Üçüncüsü, haziran tecrübesi, taraflardan hiçbirinin askeri üstünlük sağlayamadığını gösterdi. Kazananın olmadığı bir savaşın tekrarı için motivasyon da azalır.

Yine de asıl tehlike, yanlış hesapta gizli. Tarafların birbirine güven duymadığı bir ortamda yapılacak hatalı bir füze saldırısı veya üçüncü bir tarafın açacağı ateş, zincirleme bir tepkiyi tetikleyebilir.

Askeri literatürde buna “caydırıcılığın eşiği” deniyor: güç, aynı anda hem caydırıcı hem de savaşın fitilini ateşleyici hale gelir.

Dolayısıyla taraflardan hiçbiri yeni bir savaş istemese de bölge, devasa risklerle karşı karşıya.

Yakıt ikmal uçaklarının sevki ve yaptırımların dönüşü, savaş sahasının hazırlanmakta olduğuna işaret ediyor.

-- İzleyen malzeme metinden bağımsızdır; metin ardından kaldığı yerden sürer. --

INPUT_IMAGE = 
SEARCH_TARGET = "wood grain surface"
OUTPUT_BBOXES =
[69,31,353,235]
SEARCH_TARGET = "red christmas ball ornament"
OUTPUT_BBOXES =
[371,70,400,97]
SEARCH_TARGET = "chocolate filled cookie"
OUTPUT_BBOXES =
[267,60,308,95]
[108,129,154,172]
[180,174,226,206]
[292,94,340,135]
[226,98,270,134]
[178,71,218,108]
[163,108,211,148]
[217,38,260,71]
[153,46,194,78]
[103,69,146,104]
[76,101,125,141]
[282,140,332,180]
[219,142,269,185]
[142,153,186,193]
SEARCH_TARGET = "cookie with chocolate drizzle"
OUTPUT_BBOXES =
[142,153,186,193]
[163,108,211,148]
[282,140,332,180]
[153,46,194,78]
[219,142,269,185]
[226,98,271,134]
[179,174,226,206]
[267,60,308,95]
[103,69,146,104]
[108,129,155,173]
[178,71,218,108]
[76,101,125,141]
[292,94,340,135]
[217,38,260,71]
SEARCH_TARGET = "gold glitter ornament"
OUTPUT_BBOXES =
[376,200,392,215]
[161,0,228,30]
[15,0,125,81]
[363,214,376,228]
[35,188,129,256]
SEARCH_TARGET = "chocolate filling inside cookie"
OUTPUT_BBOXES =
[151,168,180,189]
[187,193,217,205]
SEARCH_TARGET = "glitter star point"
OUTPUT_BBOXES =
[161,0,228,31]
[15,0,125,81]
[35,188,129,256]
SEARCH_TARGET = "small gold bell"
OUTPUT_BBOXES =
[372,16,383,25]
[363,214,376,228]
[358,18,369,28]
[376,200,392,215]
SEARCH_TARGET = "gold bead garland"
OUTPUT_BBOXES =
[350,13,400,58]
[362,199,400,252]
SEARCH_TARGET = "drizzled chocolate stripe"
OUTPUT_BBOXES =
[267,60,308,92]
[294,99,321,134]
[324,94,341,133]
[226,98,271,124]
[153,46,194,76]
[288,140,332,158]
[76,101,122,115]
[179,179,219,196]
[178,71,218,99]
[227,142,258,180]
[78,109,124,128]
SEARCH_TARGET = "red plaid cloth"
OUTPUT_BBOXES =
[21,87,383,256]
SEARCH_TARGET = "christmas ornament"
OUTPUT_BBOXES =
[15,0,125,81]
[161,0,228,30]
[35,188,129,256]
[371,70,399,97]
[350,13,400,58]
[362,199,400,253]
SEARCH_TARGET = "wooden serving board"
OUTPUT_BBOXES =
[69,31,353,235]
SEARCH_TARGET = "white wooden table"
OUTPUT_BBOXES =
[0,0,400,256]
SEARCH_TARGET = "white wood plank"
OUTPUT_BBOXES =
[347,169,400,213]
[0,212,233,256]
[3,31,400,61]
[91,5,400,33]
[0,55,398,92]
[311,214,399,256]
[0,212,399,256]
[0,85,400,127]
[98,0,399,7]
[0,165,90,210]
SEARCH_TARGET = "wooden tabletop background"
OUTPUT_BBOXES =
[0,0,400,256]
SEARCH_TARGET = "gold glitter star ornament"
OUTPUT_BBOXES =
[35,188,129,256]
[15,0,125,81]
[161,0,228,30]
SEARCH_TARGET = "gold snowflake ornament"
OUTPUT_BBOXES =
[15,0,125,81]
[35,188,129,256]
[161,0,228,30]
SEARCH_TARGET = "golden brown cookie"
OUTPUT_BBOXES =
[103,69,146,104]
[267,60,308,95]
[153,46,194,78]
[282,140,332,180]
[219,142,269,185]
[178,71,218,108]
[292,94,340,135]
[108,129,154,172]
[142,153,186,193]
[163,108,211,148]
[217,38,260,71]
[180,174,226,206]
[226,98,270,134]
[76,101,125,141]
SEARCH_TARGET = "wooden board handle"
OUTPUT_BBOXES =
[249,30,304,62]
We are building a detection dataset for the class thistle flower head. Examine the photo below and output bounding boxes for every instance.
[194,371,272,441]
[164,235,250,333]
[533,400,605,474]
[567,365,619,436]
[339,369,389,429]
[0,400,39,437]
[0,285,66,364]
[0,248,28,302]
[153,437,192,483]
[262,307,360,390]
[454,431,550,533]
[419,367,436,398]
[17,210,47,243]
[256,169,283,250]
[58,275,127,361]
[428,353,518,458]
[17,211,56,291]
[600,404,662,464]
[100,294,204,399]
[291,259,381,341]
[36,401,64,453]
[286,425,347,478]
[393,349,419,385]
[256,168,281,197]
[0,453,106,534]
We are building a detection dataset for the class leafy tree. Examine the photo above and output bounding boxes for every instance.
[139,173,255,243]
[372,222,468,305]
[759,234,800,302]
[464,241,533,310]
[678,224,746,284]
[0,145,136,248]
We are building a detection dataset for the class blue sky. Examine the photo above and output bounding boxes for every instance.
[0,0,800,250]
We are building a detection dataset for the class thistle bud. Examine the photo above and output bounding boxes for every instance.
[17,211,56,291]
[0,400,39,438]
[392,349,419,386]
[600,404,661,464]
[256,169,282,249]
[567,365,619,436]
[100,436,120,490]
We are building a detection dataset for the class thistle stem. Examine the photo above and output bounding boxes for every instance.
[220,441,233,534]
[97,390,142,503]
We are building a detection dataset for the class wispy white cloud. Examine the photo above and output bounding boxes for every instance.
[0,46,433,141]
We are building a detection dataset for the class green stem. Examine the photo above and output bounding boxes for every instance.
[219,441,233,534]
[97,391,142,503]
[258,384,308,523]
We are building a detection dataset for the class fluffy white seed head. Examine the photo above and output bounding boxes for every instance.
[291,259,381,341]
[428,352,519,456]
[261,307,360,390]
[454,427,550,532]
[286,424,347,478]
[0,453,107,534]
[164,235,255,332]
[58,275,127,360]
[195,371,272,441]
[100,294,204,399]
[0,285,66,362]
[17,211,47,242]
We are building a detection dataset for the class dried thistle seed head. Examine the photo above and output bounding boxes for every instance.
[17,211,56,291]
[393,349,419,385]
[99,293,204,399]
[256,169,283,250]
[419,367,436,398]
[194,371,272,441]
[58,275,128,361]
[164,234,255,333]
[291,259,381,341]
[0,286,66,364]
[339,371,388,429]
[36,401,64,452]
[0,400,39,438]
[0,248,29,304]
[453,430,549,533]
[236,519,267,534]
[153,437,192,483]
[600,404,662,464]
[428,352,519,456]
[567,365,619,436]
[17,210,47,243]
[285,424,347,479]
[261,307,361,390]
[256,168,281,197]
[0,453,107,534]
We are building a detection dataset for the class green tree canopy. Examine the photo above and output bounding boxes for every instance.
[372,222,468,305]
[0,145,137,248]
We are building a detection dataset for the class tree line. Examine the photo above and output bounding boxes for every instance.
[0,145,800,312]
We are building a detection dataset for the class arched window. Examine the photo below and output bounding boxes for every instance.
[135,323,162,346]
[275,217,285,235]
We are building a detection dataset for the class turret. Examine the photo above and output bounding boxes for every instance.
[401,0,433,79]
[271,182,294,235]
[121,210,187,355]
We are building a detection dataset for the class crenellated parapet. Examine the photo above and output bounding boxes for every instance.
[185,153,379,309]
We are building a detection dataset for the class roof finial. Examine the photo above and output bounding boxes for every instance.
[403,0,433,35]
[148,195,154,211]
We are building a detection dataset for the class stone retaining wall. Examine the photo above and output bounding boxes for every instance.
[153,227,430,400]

Ekonomik baskı arttıkça ve Gazze ile Lübnan’daki tablo karmaşıklaştıkça, caydırıcılıktan çatışmaya kayma ihtimali büyüyor.

Son haftalarda Tahran, sert uyarılar ve askeri güç gösterileriyle, olası bir saldırının maliyetini hatırlatmaya çalıştı. Washington ise bölgeye gönderdiği savaş gruplarıyla “hazırlık var ama tercihimiz caydırıcılık” mesajını verdi.

İsrail ise bu iki uç arasında duruyor; davranışları öngörülemeyen tek oyuncu konumunda. Bu nedenle, bölge yeni bir gerilim döneminin eşiğinde olabilir.

Zira güç gösterisiyle savaş arasındaki sınır hiç bu kadar dar olmamıştı; atılacak yanlış bir adım, kırılgan dengeyi 12 günlük savaşla kıyaslanamayacak bir çatışmaya dönüştürebilir.